Streetcar supporters disappointed in funding rejection
COLUMBUS, OH (FOX19) - Tuesday Cincinnati city leaders and citizen streetcar supporters headed to Columbus to ask a state transportation board to sign off on funding the 128 million dollar project.
"Chairman, members of the board, I respectfully ask that you approve the recommendation made in December," Mayor Mark Mallory requested while addressing the TRAC board Tuesday.
From official appeals to passionate pleas, supporters of the Cincinnati streetcar made it clear where they stood on the project.
"Please let us do it. We want to keep young people from moving out," Councilwoman Laure Quinlivan said. "And to governor Kasich and all the grumpy old men like him who say 'I'll never ride that street car' we say 'good!' Because we're not building it for you. We're building it for our kids and our grandkids."

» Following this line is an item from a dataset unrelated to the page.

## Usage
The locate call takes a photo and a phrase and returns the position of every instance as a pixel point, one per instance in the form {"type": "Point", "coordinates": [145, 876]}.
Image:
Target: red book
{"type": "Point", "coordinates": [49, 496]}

At the end of the day, however, their requests were only able to garner one vote of streetcar support.
"Everyone said 'It's probably not going to do any good, the governor's already got everyone under his thumb'," Quinlivan shared. "I really had hoped that with some passionate talk and [once they] saw all the supporters we had hoped they might change their mind."
"We now have a day where a lot of people have driven to Columbus to be a part of a TRAC process that is no longer fair, no longer equitable, and no longer partial. It's a political process now," Mayor Mark Mallory said following the vote.
When asked whether Kasich killed the funding, Mayor Mallory all but said yes.
"The only thing that changed between December when the TRAC board made the recommendation to give us 36.8 million dollars and today is the person that sits in the governor's seat and the person who chairs ODOT," Mallory said.
Fellow city leaders also shared their frustration.
"It hurts a lot because for me this is one of the main reasons I ran for council. I'm tired of waiting for progress to happen, I just want to see it happen," Quinlivan said.
"It's a setback," Vice Mayor Roxanne Qualls admitted. "But we're going to keep our eyes on the prize and build a multimodal transportation system in Cincinnati no matter how long it takes because it's necessary for jobs, for growth, for investment."
Quinlivan says the next order of business with be fighting the state's legislation that blocks funding of the streetcar project and looking for new potential funding sources.